Stoeger commissioned various small companies in Germany to manufacture a .22 Long Rifle replica of the Luger, which it imported. It later sold an American-made version of the Luger in 1994. The pistol was all stainless steel and was in 9 mm and sold as the American Eagle Luger with 4" and 6" barrels. Stoeger has owned the name "Luger" in the United States market since around 1924.

Some shares of Vursan Silah Sanayi A.Ş., which was established in Turkey in 1989, were purchased by Beretta in 2000, forming a Turkish-Italian partnership. Later, in 2002, all shares were purchased by Beretta and it became a fully Italian company.
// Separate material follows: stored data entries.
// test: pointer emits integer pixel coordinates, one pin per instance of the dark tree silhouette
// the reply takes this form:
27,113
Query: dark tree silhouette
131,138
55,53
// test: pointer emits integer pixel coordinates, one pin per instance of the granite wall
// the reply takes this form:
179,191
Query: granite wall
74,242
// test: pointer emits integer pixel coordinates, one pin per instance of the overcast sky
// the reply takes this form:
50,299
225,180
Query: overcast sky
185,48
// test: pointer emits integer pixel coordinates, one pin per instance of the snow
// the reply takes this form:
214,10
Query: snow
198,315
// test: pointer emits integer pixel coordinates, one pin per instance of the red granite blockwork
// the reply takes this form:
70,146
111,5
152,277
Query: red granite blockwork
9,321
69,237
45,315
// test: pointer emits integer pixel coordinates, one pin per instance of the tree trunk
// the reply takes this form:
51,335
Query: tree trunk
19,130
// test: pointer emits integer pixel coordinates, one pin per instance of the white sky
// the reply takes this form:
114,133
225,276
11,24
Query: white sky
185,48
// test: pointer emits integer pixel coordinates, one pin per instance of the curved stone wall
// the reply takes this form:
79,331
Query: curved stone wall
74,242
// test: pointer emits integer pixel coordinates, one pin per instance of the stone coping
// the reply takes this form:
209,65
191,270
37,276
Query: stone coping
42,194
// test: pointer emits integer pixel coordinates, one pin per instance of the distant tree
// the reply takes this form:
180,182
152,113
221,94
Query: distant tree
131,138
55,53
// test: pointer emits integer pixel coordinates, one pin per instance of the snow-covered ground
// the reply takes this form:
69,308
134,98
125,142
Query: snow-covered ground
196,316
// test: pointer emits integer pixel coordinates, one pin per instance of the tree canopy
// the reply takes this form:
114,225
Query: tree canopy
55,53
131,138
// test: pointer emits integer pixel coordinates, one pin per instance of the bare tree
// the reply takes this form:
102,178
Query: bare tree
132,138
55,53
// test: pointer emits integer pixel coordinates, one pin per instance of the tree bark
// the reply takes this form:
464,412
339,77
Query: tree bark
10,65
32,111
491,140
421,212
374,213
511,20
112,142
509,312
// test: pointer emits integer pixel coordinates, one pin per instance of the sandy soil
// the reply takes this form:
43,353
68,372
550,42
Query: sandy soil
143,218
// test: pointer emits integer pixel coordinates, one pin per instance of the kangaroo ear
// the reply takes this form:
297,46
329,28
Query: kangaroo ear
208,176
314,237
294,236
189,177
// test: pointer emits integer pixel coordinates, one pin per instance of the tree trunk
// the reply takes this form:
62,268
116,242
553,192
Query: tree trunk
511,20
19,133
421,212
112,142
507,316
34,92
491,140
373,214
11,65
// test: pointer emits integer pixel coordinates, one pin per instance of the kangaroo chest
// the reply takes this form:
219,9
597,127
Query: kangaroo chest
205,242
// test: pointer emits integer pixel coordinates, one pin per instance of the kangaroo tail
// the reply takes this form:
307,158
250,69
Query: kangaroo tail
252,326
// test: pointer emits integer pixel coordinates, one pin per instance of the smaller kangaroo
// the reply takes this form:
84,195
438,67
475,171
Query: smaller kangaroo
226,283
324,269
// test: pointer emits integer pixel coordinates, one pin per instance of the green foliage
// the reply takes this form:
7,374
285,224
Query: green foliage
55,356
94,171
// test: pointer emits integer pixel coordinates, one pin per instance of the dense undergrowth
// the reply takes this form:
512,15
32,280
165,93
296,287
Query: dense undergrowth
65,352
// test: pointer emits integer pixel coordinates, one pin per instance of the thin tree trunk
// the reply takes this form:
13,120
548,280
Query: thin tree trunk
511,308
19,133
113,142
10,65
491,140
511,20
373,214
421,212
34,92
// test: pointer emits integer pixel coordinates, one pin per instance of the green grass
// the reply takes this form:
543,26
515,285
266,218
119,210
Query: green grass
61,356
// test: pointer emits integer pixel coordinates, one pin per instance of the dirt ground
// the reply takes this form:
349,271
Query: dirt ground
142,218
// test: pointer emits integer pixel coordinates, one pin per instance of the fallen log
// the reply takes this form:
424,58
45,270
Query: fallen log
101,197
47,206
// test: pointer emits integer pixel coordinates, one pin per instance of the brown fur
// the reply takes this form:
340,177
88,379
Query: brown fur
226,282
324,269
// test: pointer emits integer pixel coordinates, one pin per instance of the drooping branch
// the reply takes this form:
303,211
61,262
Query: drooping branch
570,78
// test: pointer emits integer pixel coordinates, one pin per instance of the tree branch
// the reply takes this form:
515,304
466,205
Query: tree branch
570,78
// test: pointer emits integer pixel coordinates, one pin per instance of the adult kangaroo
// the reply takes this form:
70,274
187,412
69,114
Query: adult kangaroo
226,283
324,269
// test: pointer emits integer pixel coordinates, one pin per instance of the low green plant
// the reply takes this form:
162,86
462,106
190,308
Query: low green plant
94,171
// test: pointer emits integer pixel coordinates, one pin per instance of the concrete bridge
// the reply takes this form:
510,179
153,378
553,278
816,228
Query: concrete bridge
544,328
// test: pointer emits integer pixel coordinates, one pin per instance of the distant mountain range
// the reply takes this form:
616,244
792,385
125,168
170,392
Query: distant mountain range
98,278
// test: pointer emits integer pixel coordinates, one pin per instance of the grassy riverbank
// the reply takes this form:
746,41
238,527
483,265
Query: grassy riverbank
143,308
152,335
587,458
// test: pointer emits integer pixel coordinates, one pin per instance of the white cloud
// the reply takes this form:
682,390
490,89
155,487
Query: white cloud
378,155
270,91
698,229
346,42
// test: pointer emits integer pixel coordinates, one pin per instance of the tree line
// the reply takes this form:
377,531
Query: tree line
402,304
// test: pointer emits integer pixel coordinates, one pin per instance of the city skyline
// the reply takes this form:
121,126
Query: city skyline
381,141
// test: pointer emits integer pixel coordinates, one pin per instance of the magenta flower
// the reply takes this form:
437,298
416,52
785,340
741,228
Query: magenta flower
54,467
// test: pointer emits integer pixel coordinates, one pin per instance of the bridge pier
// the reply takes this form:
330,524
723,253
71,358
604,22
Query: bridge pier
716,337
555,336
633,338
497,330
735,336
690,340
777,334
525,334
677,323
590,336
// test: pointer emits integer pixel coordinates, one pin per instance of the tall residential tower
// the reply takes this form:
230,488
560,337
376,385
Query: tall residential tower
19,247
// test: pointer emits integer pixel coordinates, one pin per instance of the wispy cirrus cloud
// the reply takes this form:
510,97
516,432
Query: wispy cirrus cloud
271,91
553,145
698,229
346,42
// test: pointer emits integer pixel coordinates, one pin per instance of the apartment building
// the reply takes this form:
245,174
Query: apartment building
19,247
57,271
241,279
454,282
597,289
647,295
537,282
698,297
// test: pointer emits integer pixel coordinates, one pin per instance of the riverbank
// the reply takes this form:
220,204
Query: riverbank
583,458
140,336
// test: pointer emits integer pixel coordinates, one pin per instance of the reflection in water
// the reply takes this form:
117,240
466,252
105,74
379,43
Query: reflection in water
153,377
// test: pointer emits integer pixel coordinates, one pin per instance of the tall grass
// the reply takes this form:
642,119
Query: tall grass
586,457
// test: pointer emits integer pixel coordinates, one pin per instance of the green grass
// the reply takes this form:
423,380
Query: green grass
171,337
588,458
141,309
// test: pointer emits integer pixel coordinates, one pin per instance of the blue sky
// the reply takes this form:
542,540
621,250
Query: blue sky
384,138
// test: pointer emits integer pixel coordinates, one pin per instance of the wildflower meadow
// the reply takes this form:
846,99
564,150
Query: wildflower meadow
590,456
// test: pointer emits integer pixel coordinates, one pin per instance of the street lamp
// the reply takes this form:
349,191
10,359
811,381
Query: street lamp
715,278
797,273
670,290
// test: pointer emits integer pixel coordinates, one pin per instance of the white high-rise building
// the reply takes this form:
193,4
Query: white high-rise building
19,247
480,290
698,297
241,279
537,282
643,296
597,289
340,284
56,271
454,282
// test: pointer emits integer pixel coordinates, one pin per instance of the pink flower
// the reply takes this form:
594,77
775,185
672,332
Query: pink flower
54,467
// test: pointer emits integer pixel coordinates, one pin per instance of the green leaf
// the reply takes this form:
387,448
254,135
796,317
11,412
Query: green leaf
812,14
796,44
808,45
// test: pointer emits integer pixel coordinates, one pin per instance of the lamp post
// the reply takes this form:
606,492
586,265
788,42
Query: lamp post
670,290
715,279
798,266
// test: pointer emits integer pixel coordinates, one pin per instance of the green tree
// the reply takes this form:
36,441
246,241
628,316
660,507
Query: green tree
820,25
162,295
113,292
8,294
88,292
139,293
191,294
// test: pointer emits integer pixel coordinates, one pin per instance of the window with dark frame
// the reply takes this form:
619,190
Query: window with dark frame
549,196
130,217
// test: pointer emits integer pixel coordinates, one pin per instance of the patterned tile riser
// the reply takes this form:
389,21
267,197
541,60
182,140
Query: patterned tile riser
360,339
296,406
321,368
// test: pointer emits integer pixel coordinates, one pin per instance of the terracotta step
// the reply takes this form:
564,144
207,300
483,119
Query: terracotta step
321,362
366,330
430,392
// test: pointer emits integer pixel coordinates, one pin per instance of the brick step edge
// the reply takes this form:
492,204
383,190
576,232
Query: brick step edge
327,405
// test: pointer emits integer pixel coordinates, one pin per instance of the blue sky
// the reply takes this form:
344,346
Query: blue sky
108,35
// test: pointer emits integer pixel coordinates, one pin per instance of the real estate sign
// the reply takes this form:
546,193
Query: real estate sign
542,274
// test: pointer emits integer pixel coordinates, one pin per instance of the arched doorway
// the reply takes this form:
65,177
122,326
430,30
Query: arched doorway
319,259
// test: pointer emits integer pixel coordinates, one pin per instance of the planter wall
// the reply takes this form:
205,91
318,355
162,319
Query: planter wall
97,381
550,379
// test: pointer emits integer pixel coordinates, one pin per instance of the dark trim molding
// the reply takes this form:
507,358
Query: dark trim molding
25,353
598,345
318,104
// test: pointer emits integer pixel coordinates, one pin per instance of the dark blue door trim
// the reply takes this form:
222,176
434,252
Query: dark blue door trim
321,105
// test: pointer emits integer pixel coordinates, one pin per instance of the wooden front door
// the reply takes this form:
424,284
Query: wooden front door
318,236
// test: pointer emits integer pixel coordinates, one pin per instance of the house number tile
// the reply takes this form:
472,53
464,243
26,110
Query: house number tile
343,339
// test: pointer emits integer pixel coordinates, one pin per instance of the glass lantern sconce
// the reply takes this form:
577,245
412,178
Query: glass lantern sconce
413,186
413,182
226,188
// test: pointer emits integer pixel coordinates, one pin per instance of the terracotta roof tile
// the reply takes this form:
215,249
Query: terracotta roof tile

Stoeger also distributed in the United States some firearms made by Fabrique Nationale (FN).

==Firearms / Airguns==
Firearms and airguns sold by Stoeger Industries include the following:
- .22 Luger
- Stoeger STR-9 - 9mm Pistol
- Stoeger STR-40 - .40 S&W Pistol
- Stoeger STR-45 - .45 ACP Pistol
- Stoeger XP4 Single shot pre-compressed air pistol (360 m/s muzzle velocity 0.177 pellets)
- X5 Spring piston entry level air rifle (200 m/s muzzle velocity 0.22 pellets / 245 m/s 0.177 pellets)
- X10 Spring piston air rifle (305 m/s muzzle velocity 0.22 pellets / 365 m/s 0.177 pellets)
- X20 Spring piston air rifle (305 m/s muzzle velocity 0.22 pellets / 365 m/s 0.177 pellets)
- X50 Spring piston air rifle (360 m/s muzzle velocity 0.22 pellets / 460 m/s 0.177 pellets)
- Cougar semi-automatic pistol.
- Condor over-and-under shotgun.
- STF 3000 over-and-under shotgun.
- The Grand - single shot trap shotgun
- Uplander side-by-side shotgun.
- Coach Gun side-by-side shotgun.
- P-350 pump shotgun.
- Model 2000 semi-automatic shotgun
- Model 3000 (3") semi-automatic shotgun
- Model 3020 series (2.5”/3”) of 20 gauge semi-automatic shotguns
- Model 3500 (3.5") semi-automatic shotgun
- Stoeger Double Defense double-barreled shotgun designed as a tactical defense gun. Black matte finish with single trigger. Has a Picatinny rail on the barrels to attach accessories.